Changing positions is good during labor but if something works for you, keep doing it. Whether it is resting or moving, you will know when it’s time to change positions.
For more ideas, please read Early Labour – 8 Tips For A Low Stress Early Labour At Home.
Does lying down stop labor?
As you know, there are different stages of labor and your body will speak to you throughout the process, as it usually does.
In the prelabor stage, your body starts the process gently and slowly. You might have a long night of irregular tightenings that don’t let you rest properly but fade away as the day begins. You’ll be tired and just want to lie down.
Lying down at this point won’t stop labor. It will allow you to get some much-needed rest. Active labor is so close.
During active labor, lying down might be very uncomfortable. Your body is telling you it isn’t a productive position for labor.
Check out Optimal Fetal Positioning – How To Make Birth Easier for information about positions during labor and birth.
Lying down has been linked to an increase in birth interventions simply because women’s bodies aren’t designed to give birth uphill.

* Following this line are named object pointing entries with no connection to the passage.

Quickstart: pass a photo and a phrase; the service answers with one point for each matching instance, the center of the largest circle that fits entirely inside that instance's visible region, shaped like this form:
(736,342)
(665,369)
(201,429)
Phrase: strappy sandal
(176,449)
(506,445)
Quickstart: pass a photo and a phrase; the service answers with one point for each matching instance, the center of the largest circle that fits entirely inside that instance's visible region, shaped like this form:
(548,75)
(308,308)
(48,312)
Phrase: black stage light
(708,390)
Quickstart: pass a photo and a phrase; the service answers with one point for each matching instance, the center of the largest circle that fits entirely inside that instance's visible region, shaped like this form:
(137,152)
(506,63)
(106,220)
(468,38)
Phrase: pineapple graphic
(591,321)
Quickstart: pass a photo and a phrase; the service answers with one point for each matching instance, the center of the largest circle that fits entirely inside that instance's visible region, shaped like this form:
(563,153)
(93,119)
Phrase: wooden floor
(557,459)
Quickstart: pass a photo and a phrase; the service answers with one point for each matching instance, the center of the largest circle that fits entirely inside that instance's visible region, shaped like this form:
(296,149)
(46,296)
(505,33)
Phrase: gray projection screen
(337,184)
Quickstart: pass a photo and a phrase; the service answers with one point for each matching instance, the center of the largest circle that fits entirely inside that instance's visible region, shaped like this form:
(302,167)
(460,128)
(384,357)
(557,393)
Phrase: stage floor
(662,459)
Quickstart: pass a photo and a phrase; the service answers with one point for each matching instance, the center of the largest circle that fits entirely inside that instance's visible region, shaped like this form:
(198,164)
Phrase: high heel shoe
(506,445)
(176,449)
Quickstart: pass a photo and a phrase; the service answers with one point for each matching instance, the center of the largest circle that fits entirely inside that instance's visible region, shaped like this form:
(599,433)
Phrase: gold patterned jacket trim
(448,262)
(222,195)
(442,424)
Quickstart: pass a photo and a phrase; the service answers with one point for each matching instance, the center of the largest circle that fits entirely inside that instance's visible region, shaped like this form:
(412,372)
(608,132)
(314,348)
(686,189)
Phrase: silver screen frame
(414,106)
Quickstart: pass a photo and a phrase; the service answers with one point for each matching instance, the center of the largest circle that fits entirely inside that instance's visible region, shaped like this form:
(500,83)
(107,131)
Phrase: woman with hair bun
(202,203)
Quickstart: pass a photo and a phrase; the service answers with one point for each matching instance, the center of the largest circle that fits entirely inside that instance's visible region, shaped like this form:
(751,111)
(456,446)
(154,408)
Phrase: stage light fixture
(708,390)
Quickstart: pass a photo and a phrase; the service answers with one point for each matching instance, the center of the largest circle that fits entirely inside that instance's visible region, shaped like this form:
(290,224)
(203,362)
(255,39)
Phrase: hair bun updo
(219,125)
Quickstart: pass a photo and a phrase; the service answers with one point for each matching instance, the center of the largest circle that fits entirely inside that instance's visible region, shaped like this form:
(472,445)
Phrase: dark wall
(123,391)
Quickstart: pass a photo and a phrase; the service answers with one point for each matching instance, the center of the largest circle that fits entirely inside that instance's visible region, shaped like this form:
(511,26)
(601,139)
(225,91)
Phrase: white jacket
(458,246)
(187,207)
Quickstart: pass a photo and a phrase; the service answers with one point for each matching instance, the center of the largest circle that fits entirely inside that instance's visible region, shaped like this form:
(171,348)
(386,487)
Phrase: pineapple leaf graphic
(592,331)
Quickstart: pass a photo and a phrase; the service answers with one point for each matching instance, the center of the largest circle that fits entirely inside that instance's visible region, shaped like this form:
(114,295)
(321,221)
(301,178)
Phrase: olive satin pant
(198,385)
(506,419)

If you must rest, try to do so in an upright position, such as on a birth ball, or leaning over the back of a bed or chair.
Lying down on your side is a neutral gravity position and can keep weight off your tailbone. But try to avoid long periods of rest in a lying-down position.
You can read more in Giving Birth Upright – 9 Huge Benefits.
What positions help contractions?
The best positions to help with contractions are those your body tells you to adopt – where you’re more comfortable and the pain is less. They are usually upright positions.
As uterine surges increase, and during the second stage, your body will respond to the different messages it receives. Tuning into your intuition is important. More pain? then move this way or make this sound.
That’s why women move, dance, sing, shake their pelvises, and so on while in labor. It’s to help their bodies, and help contractions push the baby out.
When should I go into hospital with contractions?
Most pregnant women worry about getting to the hospital too early or too late after labor starts.
It’s recommended you don’t go to the hospital too early, as this can disturb the labor process.
If you wait until you’re closer to birth, you’ll settle back into the necessary headspace after the disruption of driving and checking into hospital.
Arriving too late, though, could mean giving birth in the car, on the side of the road, or in the hospital car park.
This isn’t necessarily bad, but if you’re not prepared for giving birth without support it can be a shock.
It’s important to find the sweet spot between too early and too late – unless you decide to give birth at home and have a midwife come to you.
Working out when to go to hospital depends on:
- Distance from home to hospital
- Traffic is likely to affect your progress
- Availability of carers for other children
- Your ability to have contractions in a static position.
The rule of thumb is to leave for hospital when:
- Contractions are 5 minutes apart, 1 minute long, for 1 hour
- You are no longer comfortable at home and want to head to hospital
- You are preterm, pregnant with multiples, or high risk.
Always call the hospital to let them know you’re on your way.
Read more in 7 Signs That Labor Is 24 To 48 Hours Away.
You must always contact your healthcare provider if you feel contractions before 37 weeks of pregnancy; this might indicate preterm labor.
Watch for other signs such as a dull ache, vaginal bleeding, or your water breaks. If preterm labor is suspected, your doctor or midwife will provide medical advice on what prompt action is needed to avoid preterm birth.